Germany's incredible shrinking trade surplus
Germany's once-massive trade surplus has all but melted away, as a result of surging energy costs and the weak economies of its main European trade partners.
Why it matters: The declining surplus shows how disruptions over the last year — Russia's invasion of Ukraine, the related energy shock, and China's COVID lockdowns — are upending the basic rules of how the global economy has worked in recent decades.
Driving the news: Europe's exporting superpower saw its trade surplus slip to €1.22 billion euros in August, the lowest level in over a decade, according to recent data.
What they're saying: "The war in Ukraine has succeeded in delivering what nothing else had managed before: letting the notorious German trade surplus disappear," wrote Carsten Brzeski, head of global macro at ING.

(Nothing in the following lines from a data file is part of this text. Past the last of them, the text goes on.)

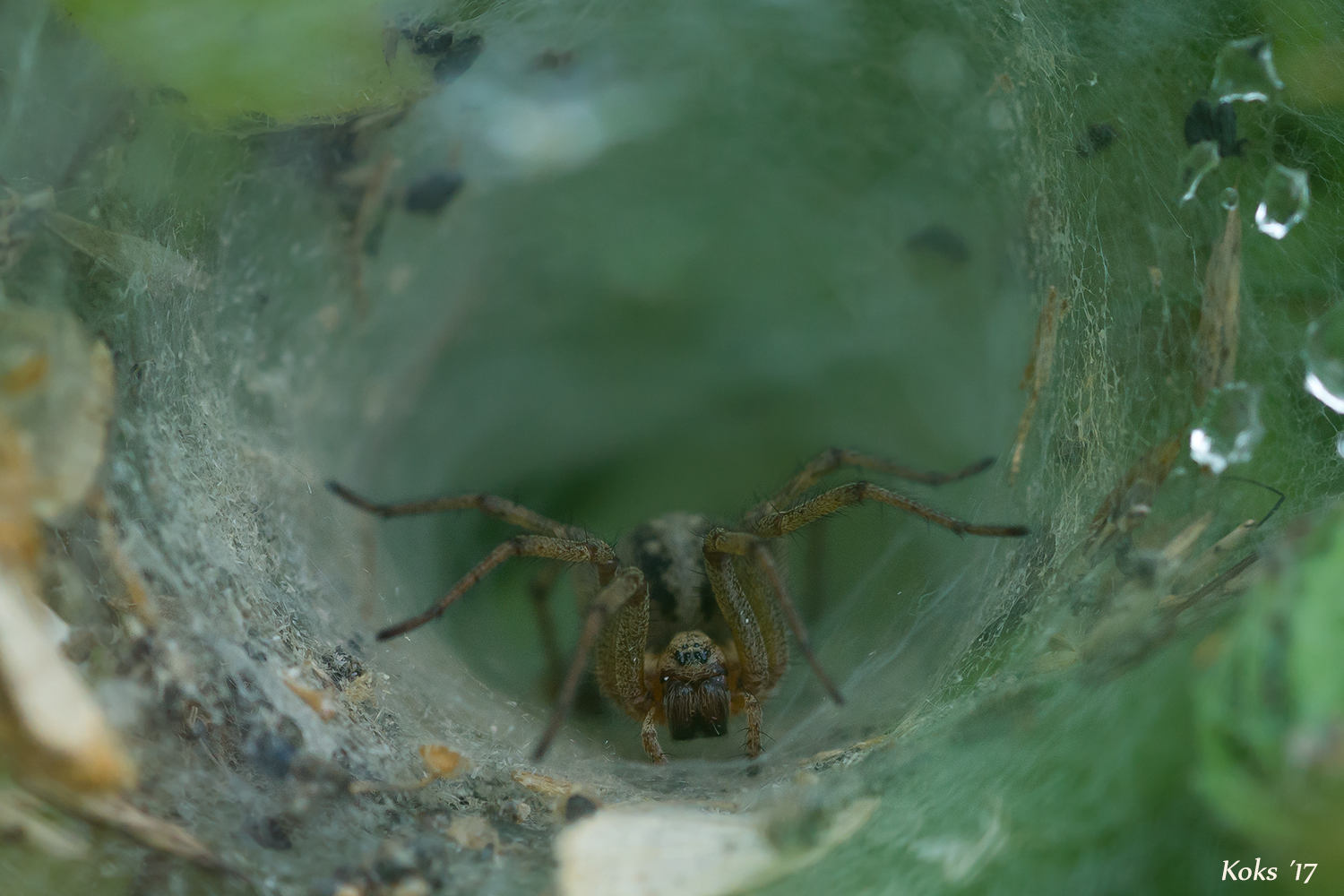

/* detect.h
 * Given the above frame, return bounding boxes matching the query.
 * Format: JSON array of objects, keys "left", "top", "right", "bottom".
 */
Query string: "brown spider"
[{"left": 328, "top": 449, "right": 1027, "bottom": 763}]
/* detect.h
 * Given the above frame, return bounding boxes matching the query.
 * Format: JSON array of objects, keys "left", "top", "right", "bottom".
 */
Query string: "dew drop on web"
[
  {"left": 1255, "top": 164, "right": 1312, "bottom": 239},
  {"left": 1306, "top": 304, "right": 1344, "bottom": 414},
  {"left": 1180, "top": 140, "right": 1219, "bottom": 202},
  {"left": 1212, "top": 38, "right": 1284, "bottom": 102},
  {"left": 1190, "top": 383, "right": 1265, "bottom": 474}
]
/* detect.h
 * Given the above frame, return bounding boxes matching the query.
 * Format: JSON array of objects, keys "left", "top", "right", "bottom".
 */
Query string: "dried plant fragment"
[
  {"left": 46, "top": 212, "right": 206, "bottom": 294},
  {"left": 282, "top": 673, "right": 336, "bottom": 721},
  {"left": 0, "top": 788, "right": 89, "bottom": 858},
  {"left": 419, "top": 745, "right": 468, "bottom": 778},
  {"left": 1064, "top": 435, "right": 1185, "bottom": 579},
  {"left": 341, "top": 151, "right": 401, "bottom": 321},
  {"left": 88, "top": 489, "right": 159, "bottom": 627},
  {"left": 448, "top": 815, "right": 500, "bottom": 852},
  {"left": 0, "top": 564, "right": 136, "bottom": 790},
  {"left": 510, "top": 769, "right": 578, "bottom": 799},
  {"left": 1008, "top": 286, "right": 1069, "bottom": 484},
  {"left": 1195, "top": 208, "right": 1242, "bottom": 404},
  {"left": 37, "top": 786, "right": 228, "bottom": 871},
  {"left": 349, "top": 745, "right": 470, "bottom": 794},
  {"left": 0, "top": 305, "right": 113, "bottom": 524},
  {"left": 0, "top": 186, "right": 56, "bottom": 271}
]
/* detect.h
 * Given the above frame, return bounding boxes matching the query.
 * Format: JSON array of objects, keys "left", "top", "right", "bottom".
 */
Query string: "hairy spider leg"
[
  {"left": 704, "top": 530, "right": 844, "bottom": 705},
  {"left": 752, "top": 479, "right": 1031, "bottom": 538},
  {"left": 744, "top": 447, "right": 995, "bottom": 522},
  {"left": 327, "top": 479, "right": 589, "bottom": 541},
  {"left": 378, "top": 535, "right": 616, "bottom": 641},
  {"left": 527, "top": 563, "right": 564, "bottom": 697},
  {"left": 532, "top": 567, "right": 645, "bottom": 762}
]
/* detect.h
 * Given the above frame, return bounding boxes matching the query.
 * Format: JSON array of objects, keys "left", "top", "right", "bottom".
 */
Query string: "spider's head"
[{"left": 659, "top": 632, "right": 730, "bottom": 740}]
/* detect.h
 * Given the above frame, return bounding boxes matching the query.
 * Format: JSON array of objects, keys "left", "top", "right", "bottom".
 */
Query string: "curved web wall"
[{"left": 0, "top": 1, "right": 1344, "bottom": 893}]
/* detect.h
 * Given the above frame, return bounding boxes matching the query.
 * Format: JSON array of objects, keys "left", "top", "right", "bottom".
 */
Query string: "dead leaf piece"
[
  {"left": 421, "top": 745, "right": 467, "bottom": 778},
  {"left": 1090, "top": 435, "right": 1185, "bottom": 540},
  {"left": 1008, "top": 286, "right": 1069, "bottom": 484},
  {"left": 284, "top": 677, "right": 336, "bottom": 721},
  {"left": 510, "top": 769, "right": 575, "bottom": 799},
  {"left": 556, "top": 799, "right": 878, "bottom": 896},
  {"left": 349, "top": 741, "right": 470, "bottom": 794},
  {"left": 1195, "top": 208, "right": 1242, "bottom": 404},
  {"left": 46, "top": 212, "right": 206, "bottom": 293},
  {"left": 0, "top": 564, "right": 136, "bottom": 790},
  {"left": 448, "top": 815, "right": 500, "bottom": 852},
  {"left": 0, "top": 788, "right": 89, "bottom": 858},
  {"left": 0, "top": 305, "right": 113, "bottom": 524},
  {"left": 35, "top": 786, "right": 226, "bottom": 871}
]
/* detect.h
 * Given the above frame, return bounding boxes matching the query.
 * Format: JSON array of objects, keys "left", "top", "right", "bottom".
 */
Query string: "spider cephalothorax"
[
  {"left": 658, "top": 632, "right": 731, "bottom": 740},
  {"left": 330, "top": 449, "right": 1027, "bottom": 763}
]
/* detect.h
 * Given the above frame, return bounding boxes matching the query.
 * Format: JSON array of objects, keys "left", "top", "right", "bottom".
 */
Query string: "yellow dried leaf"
[
  {"left": 0, "top": 305, "right": 113, "bottom": 524},
  {"left": 419, "top": 745, "right": 467, "bottom": 778},
  {"left": 284, "top": 677, "right": 336, "bottom": 721},
  {"left": 1195, "top": 208, "right": 1242, "bottom": 404},
  {"left": 0, "top": 564, "right": 136, "bottom": 790}
]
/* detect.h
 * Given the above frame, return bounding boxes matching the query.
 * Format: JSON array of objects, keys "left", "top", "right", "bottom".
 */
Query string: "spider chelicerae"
[{"left": 328, "top": 449, "right": 1027, "bottom": 763}]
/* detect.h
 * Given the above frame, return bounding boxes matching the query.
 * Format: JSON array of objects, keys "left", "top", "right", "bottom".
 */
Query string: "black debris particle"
[
  {"left": 402, "top": 22, "right": 453, "bottom": 56},
  {"left": 435, "top": 33, "right": 486, "bottom": 84},
  {"left": 564, "top": 794, "right": 597, "bottom": 821},
  {"left": 402, "top": 22, "right": 486, "bottom": 84},
  {"left": 1185, "top": 98, "right": 1250, "bottom": 159},
  {"left": 405, "top": 170, "right": 465, "bottom": 215},
  {"left": 1074, "top": 122, "right": 1120, "bottom": 159},
  {"left": 247, "top": 716, "right": 304, "bottom": 778},
  {"left": 906, "top": 224, "right": 970, "bottom": 264},
  {"left": 322, "top": 645, "right": 365, "bottom": 688}
]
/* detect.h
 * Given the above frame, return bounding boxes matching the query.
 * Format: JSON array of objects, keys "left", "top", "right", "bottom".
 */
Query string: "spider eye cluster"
[{"left": 672, "top": 648, "right": 710, "bottom": 667}]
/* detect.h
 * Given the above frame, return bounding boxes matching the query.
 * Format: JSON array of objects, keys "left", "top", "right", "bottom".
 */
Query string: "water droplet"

- "Unfortunately, it is not a ‘good’ disappearing of the trade surplus, driven by stronger domestic demand but rather a ‘bad’ disappearing, driven by high energy prices and structurally weaker exports."
What to watch: Whether this is a moment in which Germany reconsiders the way its economy is structured.
- Since the early 1990s, Europe's largest economy has relied on exports to provide growth, and has been criticized for designing its economy to skimp on domestic investment and consumption in order to prioritize exports.
- Critics including Ben Bernanke say Germany has kept wages too low (limiting consumer spending), and that the government hasn't spent enough to boost the economy.
- Berlin could now be forced to hike domestic spending and government investment to avoid a deep and painful recession.